Sunday, May 29, 2005

A Paltry Plethora of Permutation Puzzles

I remember a few years ago whenever I would hear a new puzzle it would often be prefaced by the explanation that this was a puzzle asked at interviews for Microsoft. Examples were the classic "how to test if a linked list has a loop in it in linear time and constant space", and the by now hoary "U2 Puzzle". I always maintain the answer to "what should U2 do in this situation?" is "Sack their tour manager", but sadly no one seems to think that this is reasonable. International supergroups have never previously shown such strong regard for punctuality and I believe that their fans could tolerate the extra three minutes delay. Certainly, some of Microsoft's software releases have been in excess of three minutes later than their original shipping date. But I digress.

Anyway, these days many new puzzles I hear are prefaced by by an explanation that they were asked at interviews for Google. I wonder when this shift happened and Google took the crown for being the tech company with a reputation for hiring the best at answering funny little puzzles. I also wonder if they really were asked in interviews, or whether this is just a shorthand for "This is a moderately tricky problem, but you should be able to work out an answer within a reasonable period of time. At the very least you should be able to find some solution quite quickly even if it is not the optimal one". With this in mind, here are three puzzles relating to permutations which I think are of "popular tech company interview level". They might puzzle you for a while, but the solutions are fairly simple.

1. You are given a permutation of 1...n and you want to cyclically shift it by k. That is, the item at position 1 should go to k+1 mod n, at position 2 should go to k+2 mod n and so on. Usual restrictions apply: do this in linear time and with constant space [that is, you have a constant number of variables which can each hold an item or a pointer].

2. You are given a string of length n, consisting of words separated by spaces. Permute it so that the order of the words is reversed, but the words themselves still read left to write.
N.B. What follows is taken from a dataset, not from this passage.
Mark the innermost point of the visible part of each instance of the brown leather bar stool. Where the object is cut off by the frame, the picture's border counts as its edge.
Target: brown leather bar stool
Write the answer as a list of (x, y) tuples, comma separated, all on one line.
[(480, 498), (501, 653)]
For example, the transform applied to the first sentence of this puzzle would be "spaces. by separated words of consisting n, length of string a given are You"

3. Take a permutation of 0..2n-1 and subtract i from the i'th entry, modulo 2n.
For example, 2 3 1 0 becomes 2 2 3 1. Show that for any n this operation can never result in a new permutation. [Note that the permutation is of even length; for odd length one can easily find a permuation of length 3 for which this is not the case].

In terms of origins, one of these was apparently asked in a Google interview. One was a puzzle created by a CS researcher (not sure whom or how), and two of then came up in the context of a research problem to prove a lemma. Yes, that's four: one puzzle came up in two contexts.

Many thanks to Amit and Muthu for telling me some of these problems.